Among the specific tactics Rules for Radicals recommends is that the organizer: 1/Realize that a large part of power is psychological. “Power,” Alinsky writes, “is not only what you have but what the enemy thinks you have.” Power, he further says, is the power of the mass, and it amounts to brute force; “against the finesse and sophistication of the status quo, the Have Nots have always had to club their way.” 2/Polarize. Alinsky advises to “pick a target, personalize it, freeze it, and polarize it.” “Let nothing,” he goes on, “get you off your target;” in doing this “comes a polarization, (and) … all issues must be polarized if action is to follow.” In polarization, the organizer puts the target under a cloud as Absolute Evil, and deems him possessing of no redeeming qualities whatsoever. To not do this, to admit something positive about the target, Alinsky calls “political idiocy.” The media’s endless parade of stories intimating Trump’s supposed racism, sexism, anti-Semitism, homophobia and Nazi and Russian connections all intend to make Trump socially unacceptable by linking him to “The Other.” Other tactics recommended by Alinsky include “Make the enemy live up to their own book of rules;” “Keep the pressure on, with different tactics and actions, and utilize all events of the period for your purpose;” and push the foe into overreacting. “The real action,” he writes, “is in the enemy’s reaction. The enemy properly goaded and guided in his reaction will be your major strength.”

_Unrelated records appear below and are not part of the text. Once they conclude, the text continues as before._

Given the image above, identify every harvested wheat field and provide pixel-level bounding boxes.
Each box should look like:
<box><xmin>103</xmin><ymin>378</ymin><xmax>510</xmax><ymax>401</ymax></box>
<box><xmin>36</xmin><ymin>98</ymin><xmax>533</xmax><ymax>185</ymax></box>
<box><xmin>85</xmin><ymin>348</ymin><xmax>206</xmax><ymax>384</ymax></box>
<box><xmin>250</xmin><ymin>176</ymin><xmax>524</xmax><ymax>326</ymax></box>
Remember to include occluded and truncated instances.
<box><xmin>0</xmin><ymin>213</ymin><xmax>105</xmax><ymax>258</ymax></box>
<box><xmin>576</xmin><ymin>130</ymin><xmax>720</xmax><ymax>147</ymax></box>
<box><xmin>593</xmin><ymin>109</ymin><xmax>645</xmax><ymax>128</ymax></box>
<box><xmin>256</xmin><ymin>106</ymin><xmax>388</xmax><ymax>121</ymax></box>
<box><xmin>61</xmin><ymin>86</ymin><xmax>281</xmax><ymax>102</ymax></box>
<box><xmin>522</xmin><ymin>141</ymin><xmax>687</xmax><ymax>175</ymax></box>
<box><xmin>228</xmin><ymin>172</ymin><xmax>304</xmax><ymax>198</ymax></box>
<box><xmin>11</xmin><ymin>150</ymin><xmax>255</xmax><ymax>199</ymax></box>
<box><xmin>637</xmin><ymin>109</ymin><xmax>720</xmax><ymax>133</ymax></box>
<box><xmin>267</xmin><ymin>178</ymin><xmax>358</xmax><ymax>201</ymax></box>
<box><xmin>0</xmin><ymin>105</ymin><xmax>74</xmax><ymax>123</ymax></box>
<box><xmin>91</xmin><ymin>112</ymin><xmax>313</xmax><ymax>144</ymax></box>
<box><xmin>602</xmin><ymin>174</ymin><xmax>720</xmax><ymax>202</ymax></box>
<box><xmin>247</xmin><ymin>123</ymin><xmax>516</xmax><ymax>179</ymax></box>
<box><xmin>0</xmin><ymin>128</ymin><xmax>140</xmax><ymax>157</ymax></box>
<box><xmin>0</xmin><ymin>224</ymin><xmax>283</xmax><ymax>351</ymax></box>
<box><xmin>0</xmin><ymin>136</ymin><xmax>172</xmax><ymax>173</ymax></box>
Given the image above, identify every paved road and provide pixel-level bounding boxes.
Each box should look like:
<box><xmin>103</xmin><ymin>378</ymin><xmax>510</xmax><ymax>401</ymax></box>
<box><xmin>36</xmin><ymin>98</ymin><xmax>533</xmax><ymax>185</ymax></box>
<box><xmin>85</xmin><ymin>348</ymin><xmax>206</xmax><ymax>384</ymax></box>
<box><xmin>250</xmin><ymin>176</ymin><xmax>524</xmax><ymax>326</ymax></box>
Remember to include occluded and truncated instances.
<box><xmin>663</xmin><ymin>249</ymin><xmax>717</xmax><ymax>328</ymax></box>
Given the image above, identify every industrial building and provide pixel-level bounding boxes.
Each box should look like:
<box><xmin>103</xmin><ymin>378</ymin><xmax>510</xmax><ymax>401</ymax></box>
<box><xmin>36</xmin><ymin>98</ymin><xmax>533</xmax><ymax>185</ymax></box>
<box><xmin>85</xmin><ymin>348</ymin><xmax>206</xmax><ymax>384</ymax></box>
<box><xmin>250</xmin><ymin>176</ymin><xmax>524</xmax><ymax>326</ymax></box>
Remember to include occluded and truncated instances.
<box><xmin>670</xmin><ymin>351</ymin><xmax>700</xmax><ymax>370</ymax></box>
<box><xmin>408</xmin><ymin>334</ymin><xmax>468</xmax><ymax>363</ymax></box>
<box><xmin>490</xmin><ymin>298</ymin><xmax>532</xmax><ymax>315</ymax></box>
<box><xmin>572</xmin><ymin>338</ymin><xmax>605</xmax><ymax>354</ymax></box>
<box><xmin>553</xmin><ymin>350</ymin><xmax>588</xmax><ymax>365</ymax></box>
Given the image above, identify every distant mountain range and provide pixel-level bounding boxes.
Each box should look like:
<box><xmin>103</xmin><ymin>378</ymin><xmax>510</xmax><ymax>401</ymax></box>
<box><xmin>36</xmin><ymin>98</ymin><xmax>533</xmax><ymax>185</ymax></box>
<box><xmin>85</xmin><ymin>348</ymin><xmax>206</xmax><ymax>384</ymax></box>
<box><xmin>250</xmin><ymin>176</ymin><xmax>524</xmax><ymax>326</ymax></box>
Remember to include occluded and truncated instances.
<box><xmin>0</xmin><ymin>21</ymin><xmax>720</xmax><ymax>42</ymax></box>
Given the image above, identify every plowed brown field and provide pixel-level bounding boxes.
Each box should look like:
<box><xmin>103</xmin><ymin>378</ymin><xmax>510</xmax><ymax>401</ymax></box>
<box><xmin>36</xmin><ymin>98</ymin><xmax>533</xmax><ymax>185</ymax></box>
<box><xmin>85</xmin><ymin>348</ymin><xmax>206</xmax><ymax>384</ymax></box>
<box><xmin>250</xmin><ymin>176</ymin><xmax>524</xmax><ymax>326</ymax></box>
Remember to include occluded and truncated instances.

Rules for Radicals is a guidebook to a certain kind of “velvet,” or slow-moving, not overtly violent revolution. It describes how the traditionalist house, the one of supposedly greedy capitalism and selfish individualism, is to be torn down. It presumes, without saying how it is to happen, that the progressive house, the communitarian house -- the house of enlightenment and compassion -- will be built in its place. Few observers outside of the progressive experience know of Rules for Radicals, and fewer still have read it. Most conservatives and Republicans, who have come under Alinskyite assault for decades, and independents and ordinary Democrats, who live in the dysfunctions and inequalities progressive memes cause, seem oblivious to the fact that a slow-moving revolution is occurring, and they play along with Alinskyite leaders and tactics, even though they may suspect something is amiss and that they are heading to someplace they’ve never been before. When John McCain recently referenced Trump by saying that “the first thing dictators do is shut down the press,” and George Bush remarked that Trump is “not willing” to have a free press, the thing it tells you is how tragically out of touch personalities residing outside of the progressive consciousness are.
Actors should respond to the progressive memes and fictions of our day by challenging them, not by pretending they are real. Effectively dealing with them lies in acknowledging that they don’t proceed according to rational, democratic rules; they rather amount to a quest for power conducted largely along the lines of Rules for Radicals.
CC Taylor is a retired college professor from Philadelphia.